California’s budget crisis exposes the fiscal futility of providing services and infrastructure for too many people. Governor Brown is even forced to propose cutbacks for education and the disabled, his pet causes. But that’s only the beginning.

While tipping the economy into diseconomies of scale, overpopulation also cripples the economy by reducing resources.

In today’s crowded and technologically advanced world humans can exhaust a fishery or an aquifer within decades. Californians are living off our environmental capital, depleting resources that should be renewable, while the nation races toward famine.

California, the nation’s leading farm state, last enjoyed a sustainable population of 10 million in 1950. We are now at 39 million and adding 500,000 a year. Moreover, each year the state loses 50,000 acres of farmland. Further growth is neither necessary nor inevitable.
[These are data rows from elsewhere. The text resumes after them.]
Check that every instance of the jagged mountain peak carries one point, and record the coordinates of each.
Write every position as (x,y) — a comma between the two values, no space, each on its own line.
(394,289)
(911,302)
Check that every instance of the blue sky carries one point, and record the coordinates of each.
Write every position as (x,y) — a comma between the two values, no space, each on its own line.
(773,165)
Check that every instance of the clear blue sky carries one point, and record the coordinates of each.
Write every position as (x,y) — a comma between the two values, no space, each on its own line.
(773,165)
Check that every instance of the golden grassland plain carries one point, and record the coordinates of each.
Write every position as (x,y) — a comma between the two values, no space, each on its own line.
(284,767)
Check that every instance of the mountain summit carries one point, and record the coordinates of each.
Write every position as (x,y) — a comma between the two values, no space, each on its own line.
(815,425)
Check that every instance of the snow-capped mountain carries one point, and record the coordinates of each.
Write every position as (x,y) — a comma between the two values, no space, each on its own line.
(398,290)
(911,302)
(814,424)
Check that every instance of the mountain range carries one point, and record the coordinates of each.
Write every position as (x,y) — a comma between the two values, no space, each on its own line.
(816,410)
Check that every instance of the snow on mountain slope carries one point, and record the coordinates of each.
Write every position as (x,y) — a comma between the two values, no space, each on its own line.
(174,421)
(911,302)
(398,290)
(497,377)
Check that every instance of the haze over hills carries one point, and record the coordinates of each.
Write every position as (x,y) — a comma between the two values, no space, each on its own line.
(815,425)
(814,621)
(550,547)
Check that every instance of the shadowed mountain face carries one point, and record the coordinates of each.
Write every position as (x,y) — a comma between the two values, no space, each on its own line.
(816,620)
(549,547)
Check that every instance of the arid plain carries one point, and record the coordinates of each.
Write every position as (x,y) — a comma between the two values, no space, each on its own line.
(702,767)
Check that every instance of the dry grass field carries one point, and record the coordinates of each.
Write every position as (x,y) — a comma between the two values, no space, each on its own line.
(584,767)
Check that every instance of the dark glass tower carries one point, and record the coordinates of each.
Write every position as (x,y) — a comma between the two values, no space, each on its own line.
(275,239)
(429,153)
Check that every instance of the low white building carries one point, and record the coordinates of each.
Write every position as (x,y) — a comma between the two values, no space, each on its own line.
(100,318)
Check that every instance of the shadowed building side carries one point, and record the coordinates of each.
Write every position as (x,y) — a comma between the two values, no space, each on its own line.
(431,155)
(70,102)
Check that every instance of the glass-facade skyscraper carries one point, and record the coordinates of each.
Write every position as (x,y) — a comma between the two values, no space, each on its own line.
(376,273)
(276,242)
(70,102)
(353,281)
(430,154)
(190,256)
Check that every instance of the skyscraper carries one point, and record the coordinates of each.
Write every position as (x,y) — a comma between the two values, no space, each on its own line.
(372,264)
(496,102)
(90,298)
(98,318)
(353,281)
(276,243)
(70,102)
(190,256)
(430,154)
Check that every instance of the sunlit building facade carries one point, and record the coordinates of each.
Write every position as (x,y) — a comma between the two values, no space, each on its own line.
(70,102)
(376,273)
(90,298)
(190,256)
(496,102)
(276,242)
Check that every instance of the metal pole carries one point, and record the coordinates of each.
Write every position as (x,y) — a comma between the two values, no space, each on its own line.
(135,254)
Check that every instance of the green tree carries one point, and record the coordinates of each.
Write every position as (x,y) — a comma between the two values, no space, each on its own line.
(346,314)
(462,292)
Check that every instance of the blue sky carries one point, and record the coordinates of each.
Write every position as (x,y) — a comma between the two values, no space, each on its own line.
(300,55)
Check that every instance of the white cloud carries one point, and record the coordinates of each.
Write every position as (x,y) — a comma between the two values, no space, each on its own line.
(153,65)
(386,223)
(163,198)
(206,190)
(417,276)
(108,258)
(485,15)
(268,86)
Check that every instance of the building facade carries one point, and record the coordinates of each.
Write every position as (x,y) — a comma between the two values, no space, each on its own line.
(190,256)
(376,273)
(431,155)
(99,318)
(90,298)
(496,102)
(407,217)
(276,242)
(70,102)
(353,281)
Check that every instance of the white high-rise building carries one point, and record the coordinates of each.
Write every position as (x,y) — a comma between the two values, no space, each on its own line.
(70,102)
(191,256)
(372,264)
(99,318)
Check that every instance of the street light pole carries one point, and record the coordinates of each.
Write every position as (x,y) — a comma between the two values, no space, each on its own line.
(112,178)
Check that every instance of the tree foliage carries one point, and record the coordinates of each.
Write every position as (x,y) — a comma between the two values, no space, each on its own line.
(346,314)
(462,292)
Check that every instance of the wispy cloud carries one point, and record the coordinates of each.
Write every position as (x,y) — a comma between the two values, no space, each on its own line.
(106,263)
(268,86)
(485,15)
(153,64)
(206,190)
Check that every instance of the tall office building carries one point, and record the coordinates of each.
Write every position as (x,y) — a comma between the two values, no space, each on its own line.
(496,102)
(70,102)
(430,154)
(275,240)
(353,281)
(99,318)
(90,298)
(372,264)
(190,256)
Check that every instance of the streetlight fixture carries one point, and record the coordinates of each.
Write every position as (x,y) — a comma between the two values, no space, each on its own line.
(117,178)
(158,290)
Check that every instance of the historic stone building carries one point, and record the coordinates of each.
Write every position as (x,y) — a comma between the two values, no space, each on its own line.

A hundred years ago America prospered with a sustainable population of 75 million. Americans enjoyed ample resources and were able to build a great nation. Ecologists estimate America can permanently support 75-150 million people. The nation now numbers 315 million, with all the environmental and economic damage that inevitably follows. But we can reduce our population.

How do we know growth is not inevitable? Because our internal growth has already stopped. Like the Europeans and Japanese, Americans stopped having large families. The post-war Baby Boom ended almost 50 years ago in 1964. Since 1970 American couples in California and nationwide have averaged just 2 children, a no-growth fertility rate.

Today’s growth is imported, not internal. It will end when voters insist that Congress stops setting new world records for immigration year after year.

Far from inevitable, today’s growth is politically driven. The only thing inevitable about any population is that it will eventually stop growing. Infinite growth is impossible on a finite planet.

The business community need not fear population reduction. While businesses might enjoy fewer customers among a smaller population, they will also face fewer competitors.

Fortunes can be made in small towns as well as big cities. Many of America’s great family fortunes were amassed when the nation had a fraction of today’s population.

An enlightened business community will welcome population reduction so our county, state and nation remain viable enterprises for our children and generations unborn.